Search code examples
rreshape2

How to use a character vector of column names in the formula argument of dcast (reshape2)


Say I have a dataframe df with dozens of identifying variables (in columns) and only a few measured variables (also in columns).

To avoid repetitively typing all the variables for each argument, I assign the names of the identifying and measured df columns to df_id and df_measured, respectively. It's easy enough to input these vectors to shorten the argument inputs for melt...

df.m  <- melt(df, id.vars = df_id, measure.vars = df_measured)

... but I'm at a loss for how to enter the formula = argument in dcast using the same method to specify my id variables since it requires that the input point to numeric positions of the columns.

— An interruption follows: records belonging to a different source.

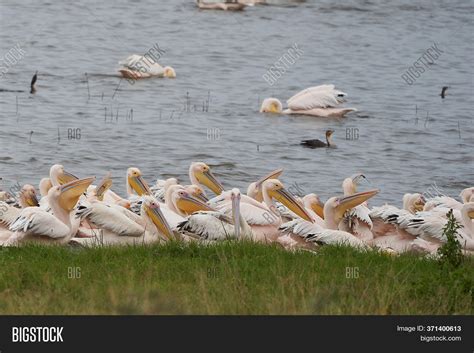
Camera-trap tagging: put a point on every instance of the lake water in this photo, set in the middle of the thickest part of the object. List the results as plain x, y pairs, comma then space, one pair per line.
404, 138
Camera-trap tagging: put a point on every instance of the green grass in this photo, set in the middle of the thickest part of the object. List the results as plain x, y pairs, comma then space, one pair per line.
228, 278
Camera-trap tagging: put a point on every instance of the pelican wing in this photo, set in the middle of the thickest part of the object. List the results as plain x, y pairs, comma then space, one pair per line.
324, 96
8, 213
208, 225
37, 222
142, 64
110, 219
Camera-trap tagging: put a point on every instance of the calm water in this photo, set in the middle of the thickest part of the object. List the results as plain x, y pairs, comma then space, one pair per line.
363, 47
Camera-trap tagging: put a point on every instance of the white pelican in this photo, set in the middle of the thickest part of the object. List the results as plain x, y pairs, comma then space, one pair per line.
389, 224
356, 220
138, 66
214, 225
200, 174
315, 143
254, 190
447, 202
317, 101
265, 218
36, 225
119, 226
300, 233
228, 5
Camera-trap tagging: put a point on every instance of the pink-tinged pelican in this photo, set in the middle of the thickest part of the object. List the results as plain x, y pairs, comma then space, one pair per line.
137, 66
200, 174
301, 233
265, 218
9, 213
228, 5
389, 224
115, 225
36, 225
254, 190
215, 225
319, 101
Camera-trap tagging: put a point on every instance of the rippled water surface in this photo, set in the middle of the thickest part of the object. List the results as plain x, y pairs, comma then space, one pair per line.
408, 137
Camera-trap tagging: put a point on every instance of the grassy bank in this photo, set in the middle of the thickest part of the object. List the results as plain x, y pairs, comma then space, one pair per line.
229, 278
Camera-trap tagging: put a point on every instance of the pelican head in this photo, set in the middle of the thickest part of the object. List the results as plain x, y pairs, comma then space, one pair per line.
201, 173
235, 199
59, 176
136, 182
335, 207
28, 196
186, 203
467, 195
68, 194
313, 202
197, 192
44, 185
151, 208
255, 189
414, 202
271, 105
103, 186
273, 188
169, 72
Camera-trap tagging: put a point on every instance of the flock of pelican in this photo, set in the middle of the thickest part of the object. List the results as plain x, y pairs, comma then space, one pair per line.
74, 210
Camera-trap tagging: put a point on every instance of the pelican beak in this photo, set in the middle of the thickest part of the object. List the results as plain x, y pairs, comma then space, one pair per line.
189, 204
103, 186
273, 175
348, 202
32, 200
207, 178
283, 196
72, 191
201, 197
159, 221
139, 185
66, 177
318, 208
236, 215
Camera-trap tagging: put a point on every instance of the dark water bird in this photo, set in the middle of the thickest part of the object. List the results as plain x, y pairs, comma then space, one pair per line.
315, 143
33, 82
443, 91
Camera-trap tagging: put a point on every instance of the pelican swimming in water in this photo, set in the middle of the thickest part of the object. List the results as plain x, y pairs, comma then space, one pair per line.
315, 143
200, 174
228, 5
254, 190
300, 233
319, 101
137, 66
36, 225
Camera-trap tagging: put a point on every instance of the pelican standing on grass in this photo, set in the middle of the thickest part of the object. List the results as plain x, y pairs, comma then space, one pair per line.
322, 101
36, 225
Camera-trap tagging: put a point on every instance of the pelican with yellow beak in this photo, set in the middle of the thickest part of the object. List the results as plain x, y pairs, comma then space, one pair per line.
301, 233
36, 225
115, 225
200, 174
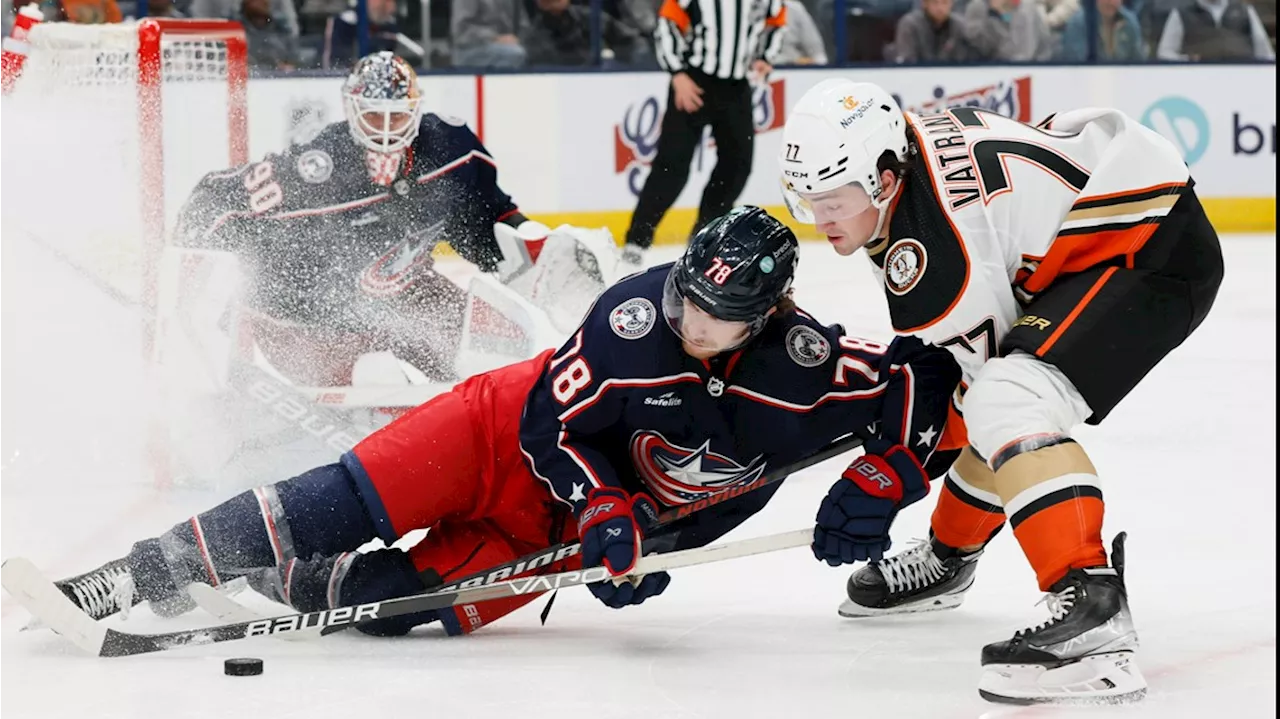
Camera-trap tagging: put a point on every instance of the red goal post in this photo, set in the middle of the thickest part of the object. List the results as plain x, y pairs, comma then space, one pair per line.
129, 117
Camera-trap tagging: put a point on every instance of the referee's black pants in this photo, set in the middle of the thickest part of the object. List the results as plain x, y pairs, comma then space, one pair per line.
727, 109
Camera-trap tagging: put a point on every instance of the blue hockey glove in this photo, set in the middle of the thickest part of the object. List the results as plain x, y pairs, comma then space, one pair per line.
855, 516
611, 529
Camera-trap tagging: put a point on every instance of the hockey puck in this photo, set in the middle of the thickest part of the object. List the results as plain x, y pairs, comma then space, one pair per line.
242, 667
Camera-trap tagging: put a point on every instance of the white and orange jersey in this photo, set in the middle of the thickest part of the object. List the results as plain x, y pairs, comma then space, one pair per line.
993, 210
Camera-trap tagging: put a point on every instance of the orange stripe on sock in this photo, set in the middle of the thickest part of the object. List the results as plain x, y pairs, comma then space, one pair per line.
1066, 323
1063, 536
958, 523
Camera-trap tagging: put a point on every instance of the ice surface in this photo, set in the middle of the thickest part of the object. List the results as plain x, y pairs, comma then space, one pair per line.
1187, 462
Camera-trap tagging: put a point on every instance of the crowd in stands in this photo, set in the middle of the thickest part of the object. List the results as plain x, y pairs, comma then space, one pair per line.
287, 35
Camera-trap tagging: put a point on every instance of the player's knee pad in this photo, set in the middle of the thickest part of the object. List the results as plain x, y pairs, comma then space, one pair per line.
1019, 403
315, 513
323, 511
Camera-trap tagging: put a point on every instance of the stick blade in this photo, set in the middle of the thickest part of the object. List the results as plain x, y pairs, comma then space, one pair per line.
46, 603
227, 609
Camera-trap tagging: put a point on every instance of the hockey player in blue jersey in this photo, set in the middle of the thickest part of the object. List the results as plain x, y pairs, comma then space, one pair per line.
682, 380
336, 234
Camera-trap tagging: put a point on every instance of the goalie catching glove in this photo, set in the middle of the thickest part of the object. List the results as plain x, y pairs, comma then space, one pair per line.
611, 529
855, 516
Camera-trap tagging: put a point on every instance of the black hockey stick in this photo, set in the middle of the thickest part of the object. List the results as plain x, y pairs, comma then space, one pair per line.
48, 603
556, 553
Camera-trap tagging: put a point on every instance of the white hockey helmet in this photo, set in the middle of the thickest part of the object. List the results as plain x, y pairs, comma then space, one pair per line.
835, 137
383, 102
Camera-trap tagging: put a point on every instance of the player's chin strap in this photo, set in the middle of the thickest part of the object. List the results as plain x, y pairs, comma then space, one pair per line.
883, 205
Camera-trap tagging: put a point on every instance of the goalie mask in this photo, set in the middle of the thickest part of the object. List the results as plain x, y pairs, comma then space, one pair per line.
718, 294
383, 102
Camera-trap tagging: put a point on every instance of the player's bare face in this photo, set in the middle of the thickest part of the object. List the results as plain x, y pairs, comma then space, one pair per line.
845, 215
704, 337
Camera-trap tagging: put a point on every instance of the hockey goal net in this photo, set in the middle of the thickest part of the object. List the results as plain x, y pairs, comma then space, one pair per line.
108, 129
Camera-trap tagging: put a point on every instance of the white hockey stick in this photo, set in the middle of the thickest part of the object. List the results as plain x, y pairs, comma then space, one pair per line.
48, 603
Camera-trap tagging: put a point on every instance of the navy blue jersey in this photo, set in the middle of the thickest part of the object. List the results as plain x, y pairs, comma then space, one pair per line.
622, 404
327, 243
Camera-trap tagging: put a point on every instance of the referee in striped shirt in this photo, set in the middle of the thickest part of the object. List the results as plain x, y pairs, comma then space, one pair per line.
708, 46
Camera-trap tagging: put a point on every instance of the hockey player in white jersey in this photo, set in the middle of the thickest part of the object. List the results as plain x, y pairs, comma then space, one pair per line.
1059, 262
314, 266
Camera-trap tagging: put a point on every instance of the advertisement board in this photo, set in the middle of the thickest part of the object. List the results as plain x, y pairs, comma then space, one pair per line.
577, 147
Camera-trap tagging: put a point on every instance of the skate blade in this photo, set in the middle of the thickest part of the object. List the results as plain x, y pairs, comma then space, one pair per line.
1101, 678
851, 610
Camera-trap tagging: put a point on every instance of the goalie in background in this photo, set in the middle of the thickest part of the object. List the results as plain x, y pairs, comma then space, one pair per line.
682, 381
315, 264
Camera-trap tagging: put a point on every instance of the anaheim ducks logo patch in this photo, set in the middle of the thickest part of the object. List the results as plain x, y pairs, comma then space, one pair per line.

Do I have to make a vector of numeric positions similar to df_id and risk broken functionality of my program if my input columns change in order, or can I refer to them by name and somehow still get that to work in the formula = argument? Thanks.


Solution

  • You can use as.formula to construct a formula.

    Here's an example:

    library(reshape2)
    ## Example from `melt.data.frame`
    names(airquality) <- tolower(names(airquality))
    df_id <- c("month", "day")
    aq <- melt(airquality, id = df_id)
    
    ## Constructing the formula
    f <- as.formula(paste(paste(df_id, collapse = " + "), "~ variable"))
    
    ## Applying it....
    dcast(aq, f, value.var = "value", fun.aggregate = mean)